Month: August 2016
DBMS client applications need to store SQL query results in local memory or local files. The format is flat and the fields are ordered — that’s “serialization”. The most important serializer format uses human-readable markup, like
[start of field] [value] [end of field]
and the important ones in the MySQL/MariaDB world are CSV (what you get with SELECT … INTO OUTFILE or LOAD INFILE), XML (what you get with –xml or LOAD XML), and JSON (for which there are various solutions if you don’t use MySQL 5.7).
The less important serializer format uses length, like
[length of value] [value]
and this, although it has the silly name “binary serialization”, is what I want to talk about.
The length alone isn’t enough, we also need to know the type, so we can decode it correctly. With CSV there are hints such as “is the value enclosed in quotes”, but with binary serializers the value contains no hints. There has to be an indicator that says what the type is. There might be a single list of types for all of the records, in which case the format is said to “have a schema”. Or there might be a type attached to each record, like
[type] [length of value] [value]
in which case the format is often called “TLV” (type-length-value).
Binary serializers are better than markup serializers if you need “traversability” — the ability to skip to field number 2 without having to read every byte in field number 1. Binary TLV serializers are better than binary with-schema serializers if you ned “flexibility” — when not every record has the same number of fields and not every field has the same type. But of course TLV serializers might require slightly more space.
A “good” binary serializer will have two Characteristics:
#1 It is well known, preferably a standard with a clear specification, but otherwise a commonly-used format with a big sponsor. Otherwise you have to write your own library and you will find out all the gotchas by re-inventing a wheel. Also, if you want to ship your file for import by another application, it would be nice if the other application knew how to import it.
#2 It can store anything that comes out of MySQL or MariaDB.

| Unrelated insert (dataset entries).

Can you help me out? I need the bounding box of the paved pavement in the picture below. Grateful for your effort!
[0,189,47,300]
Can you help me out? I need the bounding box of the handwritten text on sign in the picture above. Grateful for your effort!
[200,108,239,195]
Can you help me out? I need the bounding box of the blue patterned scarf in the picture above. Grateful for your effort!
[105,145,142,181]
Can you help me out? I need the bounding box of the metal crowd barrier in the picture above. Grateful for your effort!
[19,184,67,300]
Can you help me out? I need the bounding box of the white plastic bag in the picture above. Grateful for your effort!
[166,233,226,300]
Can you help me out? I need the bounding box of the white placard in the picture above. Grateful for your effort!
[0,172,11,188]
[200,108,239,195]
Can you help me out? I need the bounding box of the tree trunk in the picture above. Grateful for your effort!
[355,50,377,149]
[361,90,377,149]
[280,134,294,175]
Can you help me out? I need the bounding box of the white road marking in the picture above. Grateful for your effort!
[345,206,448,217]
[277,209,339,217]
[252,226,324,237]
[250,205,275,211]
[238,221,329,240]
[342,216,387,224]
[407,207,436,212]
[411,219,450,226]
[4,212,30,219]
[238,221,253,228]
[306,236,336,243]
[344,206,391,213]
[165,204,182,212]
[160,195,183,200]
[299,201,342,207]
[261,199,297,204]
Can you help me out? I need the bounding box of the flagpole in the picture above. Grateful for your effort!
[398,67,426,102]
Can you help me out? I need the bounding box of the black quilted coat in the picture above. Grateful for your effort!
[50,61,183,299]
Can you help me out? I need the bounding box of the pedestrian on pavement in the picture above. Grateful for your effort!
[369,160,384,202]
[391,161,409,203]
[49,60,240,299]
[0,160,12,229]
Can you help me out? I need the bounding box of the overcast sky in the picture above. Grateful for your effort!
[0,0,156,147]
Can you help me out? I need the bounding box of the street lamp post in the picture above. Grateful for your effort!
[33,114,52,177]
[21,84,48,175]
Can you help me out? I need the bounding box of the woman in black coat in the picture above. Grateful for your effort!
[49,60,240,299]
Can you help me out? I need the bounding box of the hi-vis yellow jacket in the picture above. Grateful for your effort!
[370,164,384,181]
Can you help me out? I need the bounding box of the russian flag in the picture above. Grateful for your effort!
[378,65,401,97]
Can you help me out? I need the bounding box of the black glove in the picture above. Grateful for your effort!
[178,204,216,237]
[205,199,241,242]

Unfortunately, as we’ll see, Characteristic #1 and Characteristic #2 are contradictory. The well-known serializers usually were made with the objective of storing anything that comes out of XML or JSON, or that handled quirky situations when shipping over a wire. So they’re ready for things that MySQL and MariaDB don’t generate (such as structured arrays) but not ready for things that MySQL and MariaDB might generate (such as … well, we’ll see as I look at each serializer).
To decide “what is well known” I used the Wikipedia article Comparison of data serialization formats. It’s missing some formats (for example sereal) but it’s the biggest list I know of, from a source that’s sometimes neutral. I selected the binary serializers that fit Characteristic #1. I evaluated them according to Characteristic #2.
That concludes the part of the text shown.